- In many ways the streets of New York in the early 1900s would feel familiar to the people who walk those streets today. Traffic was chaotic with early cars, streetcars, bicycles, pedestrians and horses all fighting for space. Inhabitants were a mix of people from dozens of different cultures. Central Park was a favorite gathering spot for the city's poor who wanted to escape the crowded tenements. Wall Street was one of the country's great financial centers. Broadway plays and professional baseball were there for those who could afford tickets. The city, however, has gotten taller. In 1913 the Woolworth Building opened. At 55 stories, it was the tallest building in the world at that time.
- Although some wealthy New Yorkers lived in large houses, primarily in the suburbs, the vast majority of the city's population lived in tenements. A typical tenement building was four to six stories high with four apartments per floor. Each apartment typically held two or three entire families and had a wood-burning stove and a concrete bathtub, which served as a dining table when planks were laid across it. Many tenements had outhouses in the rear yard, and those that had indoor plumbing typically had two shared toilets per floor. Children frequently slept on the fire escapes in the warm months. Although efforts to clean up and improve tenement housing were made as early as 1865, tenements were mainly overcrowded and unsanitary.
- Unemployment during the early 1900s was high in New York. For many of those who did have jobs, however, most of their waking hours were devoted to hard, low paying and often dangerous work.
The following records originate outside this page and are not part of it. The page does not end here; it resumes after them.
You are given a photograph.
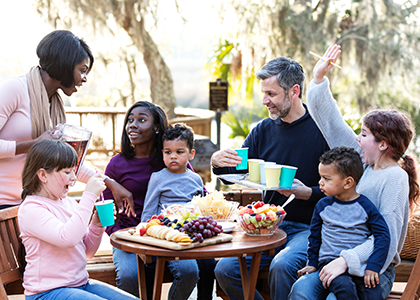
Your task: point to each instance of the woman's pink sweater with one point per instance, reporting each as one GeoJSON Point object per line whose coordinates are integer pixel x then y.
{"type": "Point", "coordinates": [16, 126]}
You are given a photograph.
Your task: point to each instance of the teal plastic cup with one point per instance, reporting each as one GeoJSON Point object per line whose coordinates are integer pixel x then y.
{"type": "Point", "coordinates": [287, 175]}
{"type": "Point", "coordinates": [262, 170]}
{"type": "Point", "coordinates": [243, 153]}
{"type": "Point", "coordinates": [105, 212]}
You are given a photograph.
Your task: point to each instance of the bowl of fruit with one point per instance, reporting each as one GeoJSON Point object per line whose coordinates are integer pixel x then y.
{"type": "Point", "coordinates": [260, 219]}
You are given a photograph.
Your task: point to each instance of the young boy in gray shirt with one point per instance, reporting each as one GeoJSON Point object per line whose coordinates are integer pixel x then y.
{"type": "Point", "coordinates": [175, 184]}
{"type": "Point", "coordinates": [343, 220]}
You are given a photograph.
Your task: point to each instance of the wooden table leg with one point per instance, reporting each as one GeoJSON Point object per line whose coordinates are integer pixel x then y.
{"type": "Point", "coordinates": [249, 281]}
{"type": "Point", "coordinates": [142, 278]}
{"type": "Point", "coordinates": [160, 269]}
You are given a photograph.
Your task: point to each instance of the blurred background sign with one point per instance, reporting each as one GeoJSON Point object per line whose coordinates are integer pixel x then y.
{"type": "Point", "coordinates": [218, 95]}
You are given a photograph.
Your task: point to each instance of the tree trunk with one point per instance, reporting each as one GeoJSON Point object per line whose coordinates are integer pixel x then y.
{"type": "Point", "coordinates": [161, 82]}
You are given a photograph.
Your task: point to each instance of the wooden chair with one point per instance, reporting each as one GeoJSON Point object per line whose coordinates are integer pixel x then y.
{"type": "Point", "coordinates": [9, 248]}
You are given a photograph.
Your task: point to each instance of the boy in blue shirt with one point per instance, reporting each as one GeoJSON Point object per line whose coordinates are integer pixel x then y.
{"type": "Point", "coordinates": [343, 220]}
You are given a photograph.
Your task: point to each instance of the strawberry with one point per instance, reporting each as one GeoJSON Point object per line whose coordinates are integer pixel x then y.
{"type": "Point", "coordinates": [142, 231]}
{"type": "Point", "coordinates": [258, 204]}
{"type": "Point", "coordinates": [251, 226]}
{"type": "Point", "coordinates": [249, 211]}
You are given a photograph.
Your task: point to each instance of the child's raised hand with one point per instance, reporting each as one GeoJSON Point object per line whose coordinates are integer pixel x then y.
{"type": "Point", "coordinates": [371, 278]}
{"type": "Point", "coordinates": [306, 270]}
{"type": "Point", "coordinates": [323, 66]}
{"type": "Point", "coordinates": [95, 185]}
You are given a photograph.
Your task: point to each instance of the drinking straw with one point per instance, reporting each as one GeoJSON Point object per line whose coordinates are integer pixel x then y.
{"type": "Point", "coordinates": [101, 196]}
{"type": "Point", "coordinates": [324, 59]}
The bulk of the work in New York was in factories or the ship yards. Because of the large population of poor people and the constant flow of immigration there was a large labor pool, and jobs paid very little. Factory work at the time was difficult and dangerous, with people working long hours, six days per week. It was also a time of labor reform movements as early labor unions were started and people campaigned for better, safer working conditions.
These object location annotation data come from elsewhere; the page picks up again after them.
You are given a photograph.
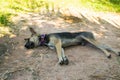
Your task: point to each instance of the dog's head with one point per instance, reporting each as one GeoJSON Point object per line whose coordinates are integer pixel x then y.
{"type": "Point", "coordinates": [33, 41]}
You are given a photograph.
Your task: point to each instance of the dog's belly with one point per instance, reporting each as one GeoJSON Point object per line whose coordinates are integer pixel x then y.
{"type": "Point", "coordinates": [70, 42]}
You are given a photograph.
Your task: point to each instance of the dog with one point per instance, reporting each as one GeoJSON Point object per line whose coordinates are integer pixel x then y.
{"type": "Point", "coordinates": [59, 41]}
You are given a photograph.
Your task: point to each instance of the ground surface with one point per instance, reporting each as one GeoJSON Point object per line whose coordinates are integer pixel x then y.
{"type": "Point", "coordinates": [86, 63]}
On March 25, 1911, a fire at the Triangle Shirtwaist Factory Fire killed 146 workers, many of whom jumped to their deaths to escape the flames. This accelerated the calls for reform and resulted in a 54-hour work week for women and children. At the turn of the century most poor children worked rather than attend school. - The key factor in the housing shortages and high unemployment of New York in the early 1900s was the constant flow of immigrants, which made the city crowded and divided it into distinct ethnic and cultural neighborhoods. After the Ellis Island processing center opened, thousands of new immigrants, primarily from Europe, entered the city daily. Some of them passed through to other parts of the country, but many stayed and settled in ethnic enclaves, such as Little Italy, where they lived among people who shared their culture and language. By 1920 New York had a population of 5.6 million; of these, 35 percent were new immigrants and 41 percent were second-generation. There was also immigration from within the U.S. African Americans had been moving to New York since the Civil War, but as the Jim Crow laws intensified, more and more came, settling primarily in Harlem.